In light of care.data’s transparency failures, synthetic data initiatives must clearly communicate to patients who the intended users are prior to roll out. To safeguard the interests of patients and garner trust, external organisations that request access to medium and high fidelity synthetic data should also go through a process where their rationale for data use is vetted to ensure it is for public benefit. Furthermore, patients should be able to opt out of synthetic data generation from their real data, with the ability to choose if commercial entities should be given access. This would help ease concerns amongst individuals who oppose commercial access, respecting patient autonomy and allowing patient choice.

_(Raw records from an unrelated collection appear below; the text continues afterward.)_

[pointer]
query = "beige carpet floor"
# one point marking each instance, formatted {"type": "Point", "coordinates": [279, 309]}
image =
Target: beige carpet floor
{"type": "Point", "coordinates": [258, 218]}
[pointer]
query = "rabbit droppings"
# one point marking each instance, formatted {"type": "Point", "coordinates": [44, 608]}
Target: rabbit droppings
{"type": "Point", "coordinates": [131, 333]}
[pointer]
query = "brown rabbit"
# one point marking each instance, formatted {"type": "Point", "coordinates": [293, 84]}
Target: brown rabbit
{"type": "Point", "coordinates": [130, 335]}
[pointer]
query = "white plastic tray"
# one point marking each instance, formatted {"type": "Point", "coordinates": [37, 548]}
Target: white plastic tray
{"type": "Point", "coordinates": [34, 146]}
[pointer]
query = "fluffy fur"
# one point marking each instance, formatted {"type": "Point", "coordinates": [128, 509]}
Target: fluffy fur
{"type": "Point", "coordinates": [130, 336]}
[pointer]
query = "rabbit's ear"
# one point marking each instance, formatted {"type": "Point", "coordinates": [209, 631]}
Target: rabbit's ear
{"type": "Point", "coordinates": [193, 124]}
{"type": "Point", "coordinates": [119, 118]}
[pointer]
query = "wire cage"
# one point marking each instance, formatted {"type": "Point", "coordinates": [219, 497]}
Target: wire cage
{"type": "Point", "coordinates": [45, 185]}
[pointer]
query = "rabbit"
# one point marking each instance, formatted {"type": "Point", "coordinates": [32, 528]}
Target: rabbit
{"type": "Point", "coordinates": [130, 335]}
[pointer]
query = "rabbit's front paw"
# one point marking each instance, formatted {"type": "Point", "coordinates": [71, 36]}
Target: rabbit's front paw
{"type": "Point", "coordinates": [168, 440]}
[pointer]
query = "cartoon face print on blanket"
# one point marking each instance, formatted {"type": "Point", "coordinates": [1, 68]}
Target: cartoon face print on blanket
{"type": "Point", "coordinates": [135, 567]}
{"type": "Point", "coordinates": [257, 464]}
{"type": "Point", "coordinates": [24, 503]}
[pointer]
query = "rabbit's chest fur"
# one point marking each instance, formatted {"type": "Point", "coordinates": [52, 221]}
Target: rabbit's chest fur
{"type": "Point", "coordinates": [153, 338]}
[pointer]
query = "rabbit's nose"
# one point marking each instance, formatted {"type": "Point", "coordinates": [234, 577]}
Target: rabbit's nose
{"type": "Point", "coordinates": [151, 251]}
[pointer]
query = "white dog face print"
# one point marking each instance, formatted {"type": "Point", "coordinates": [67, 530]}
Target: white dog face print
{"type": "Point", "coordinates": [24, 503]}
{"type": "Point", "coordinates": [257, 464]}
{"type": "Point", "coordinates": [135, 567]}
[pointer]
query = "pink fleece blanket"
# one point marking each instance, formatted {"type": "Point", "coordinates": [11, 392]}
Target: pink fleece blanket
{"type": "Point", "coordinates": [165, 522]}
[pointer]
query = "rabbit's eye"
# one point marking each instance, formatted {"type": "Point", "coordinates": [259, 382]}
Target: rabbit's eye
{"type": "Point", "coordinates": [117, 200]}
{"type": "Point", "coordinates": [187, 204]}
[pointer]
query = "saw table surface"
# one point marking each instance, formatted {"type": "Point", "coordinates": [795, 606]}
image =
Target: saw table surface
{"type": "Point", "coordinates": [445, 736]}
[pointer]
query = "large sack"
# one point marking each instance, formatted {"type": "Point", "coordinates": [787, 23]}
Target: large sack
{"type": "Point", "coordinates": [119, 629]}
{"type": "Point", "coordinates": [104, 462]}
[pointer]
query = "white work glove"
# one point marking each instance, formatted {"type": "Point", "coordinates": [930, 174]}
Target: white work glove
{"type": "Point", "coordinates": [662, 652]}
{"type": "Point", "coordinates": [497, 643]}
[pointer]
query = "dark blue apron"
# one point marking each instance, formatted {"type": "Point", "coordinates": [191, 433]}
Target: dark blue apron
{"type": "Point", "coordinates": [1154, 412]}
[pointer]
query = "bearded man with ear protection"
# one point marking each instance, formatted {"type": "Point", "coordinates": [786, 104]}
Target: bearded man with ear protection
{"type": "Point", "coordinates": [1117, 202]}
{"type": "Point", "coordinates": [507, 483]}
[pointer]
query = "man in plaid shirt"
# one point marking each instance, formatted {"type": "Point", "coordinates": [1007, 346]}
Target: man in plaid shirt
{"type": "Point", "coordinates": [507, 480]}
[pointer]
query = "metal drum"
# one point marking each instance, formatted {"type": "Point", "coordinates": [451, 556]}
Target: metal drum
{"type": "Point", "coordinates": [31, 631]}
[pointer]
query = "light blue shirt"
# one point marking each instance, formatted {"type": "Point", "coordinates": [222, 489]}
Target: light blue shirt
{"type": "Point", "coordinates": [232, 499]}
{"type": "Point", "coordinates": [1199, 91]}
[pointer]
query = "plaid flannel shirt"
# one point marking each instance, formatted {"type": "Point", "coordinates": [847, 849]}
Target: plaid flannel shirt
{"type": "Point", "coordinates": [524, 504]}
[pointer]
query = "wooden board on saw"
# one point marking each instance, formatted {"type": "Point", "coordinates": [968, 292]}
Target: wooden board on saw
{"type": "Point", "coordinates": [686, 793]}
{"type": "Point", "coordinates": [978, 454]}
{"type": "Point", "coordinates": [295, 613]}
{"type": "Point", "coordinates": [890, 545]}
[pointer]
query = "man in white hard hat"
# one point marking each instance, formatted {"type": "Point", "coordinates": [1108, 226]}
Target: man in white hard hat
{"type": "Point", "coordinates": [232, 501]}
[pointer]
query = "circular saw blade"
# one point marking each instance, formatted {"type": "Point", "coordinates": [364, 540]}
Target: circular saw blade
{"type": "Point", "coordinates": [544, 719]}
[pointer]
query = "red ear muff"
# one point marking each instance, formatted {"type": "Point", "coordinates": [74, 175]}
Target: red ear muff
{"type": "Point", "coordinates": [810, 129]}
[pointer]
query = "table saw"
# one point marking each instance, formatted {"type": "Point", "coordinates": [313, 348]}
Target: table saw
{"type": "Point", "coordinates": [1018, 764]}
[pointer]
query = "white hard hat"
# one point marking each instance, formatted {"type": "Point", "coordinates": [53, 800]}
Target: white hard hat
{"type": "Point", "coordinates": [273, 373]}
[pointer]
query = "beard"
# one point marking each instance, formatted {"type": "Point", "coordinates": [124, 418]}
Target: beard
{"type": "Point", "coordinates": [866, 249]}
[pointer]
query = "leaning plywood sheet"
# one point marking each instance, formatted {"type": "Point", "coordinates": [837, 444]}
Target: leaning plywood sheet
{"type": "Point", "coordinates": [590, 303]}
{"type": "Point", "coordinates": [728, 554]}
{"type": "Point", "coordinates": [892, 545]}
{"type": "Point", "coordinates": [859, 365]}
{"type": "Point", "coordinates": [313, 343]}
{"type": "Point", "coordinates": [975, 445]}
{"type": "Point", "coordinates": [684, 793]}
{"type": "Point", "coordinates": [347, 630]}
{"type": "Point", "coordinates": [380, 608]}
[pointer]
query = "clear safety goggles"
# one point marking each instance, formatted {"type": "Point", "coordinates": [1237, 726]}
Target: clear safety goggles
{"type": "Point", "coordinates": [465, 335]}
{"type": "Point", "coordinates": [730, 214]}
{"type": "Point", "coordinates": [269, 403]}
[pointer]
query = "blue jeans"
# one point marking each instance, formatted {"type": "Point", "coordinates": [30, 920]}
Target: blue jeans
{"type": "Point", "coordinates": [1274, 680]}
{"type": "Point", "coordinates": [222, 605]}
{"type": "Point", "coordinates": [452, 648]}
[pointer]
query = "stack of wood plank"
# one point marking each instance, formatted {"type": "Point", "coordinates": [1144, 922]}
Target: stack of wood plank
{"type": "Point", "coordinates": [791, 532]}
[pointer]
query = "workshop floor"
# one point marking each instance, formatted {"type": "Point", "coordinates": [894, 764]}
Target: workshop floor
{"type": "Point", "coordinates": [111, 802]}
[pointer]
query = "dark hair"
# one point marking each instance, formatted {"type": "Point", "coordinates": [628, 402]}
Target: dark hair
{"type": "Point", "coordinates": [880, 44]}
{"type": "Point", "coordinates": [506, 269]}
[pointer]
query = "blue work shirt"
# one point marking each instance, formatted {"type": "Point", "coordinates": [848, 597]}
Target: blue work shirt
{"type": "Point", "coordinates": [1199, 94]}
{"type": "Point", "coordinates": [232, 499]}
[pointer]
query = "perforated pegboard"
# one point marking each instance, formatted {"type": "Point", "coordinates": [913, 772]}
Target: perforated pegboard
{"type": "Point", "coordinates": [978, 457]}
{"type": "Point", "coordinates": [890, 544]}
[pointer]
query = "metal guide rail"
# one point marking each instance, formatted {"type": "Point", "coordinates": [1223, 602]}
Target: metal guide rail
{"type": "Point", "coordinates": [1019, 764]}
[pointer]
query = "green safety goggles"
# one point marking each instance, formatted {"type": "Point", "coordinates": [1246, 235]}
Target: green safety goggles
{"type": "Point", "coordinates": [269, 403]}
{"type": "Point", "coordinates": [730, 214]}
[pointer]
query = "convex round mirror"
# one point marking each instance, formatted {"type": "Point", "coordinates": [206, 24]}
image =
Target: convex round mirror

In response to the current federated learning controversies stemming from NHS England awarding Palantir a £480 million contract to create and run the platform, synthetic data initiatives must be transparent in who is creating the data19. A designated public body within the NHS would be best served to have ownership of creating and managing access to synthetic data, in a move that would reassure the public and avoid the current controversies seen amongst other privacy-enhancing technology (PET) initiatives. Where outsourcing is necessary, conflicts of interest must be properly considered and published to ensure partners are considered trustworthy when managing sensitive data. For example, the openSAFELY federated platform, a publicly funded collaborative project, has gained support from the BMA, RCGP, and medConfidential, highlighting that trust in the same technology can be eroded depending on who is managing that platform20.
In summary, synthetic data offers promise in solving issues of data availability and imbalance when developing AI models. For synthetic data initiatives to be successful in a UK context, lessons from previous endeavours, such as care.data must be learned by prioritising patient confidentiality, consent and organisational transparency, with the ultimate aim of improving patient care.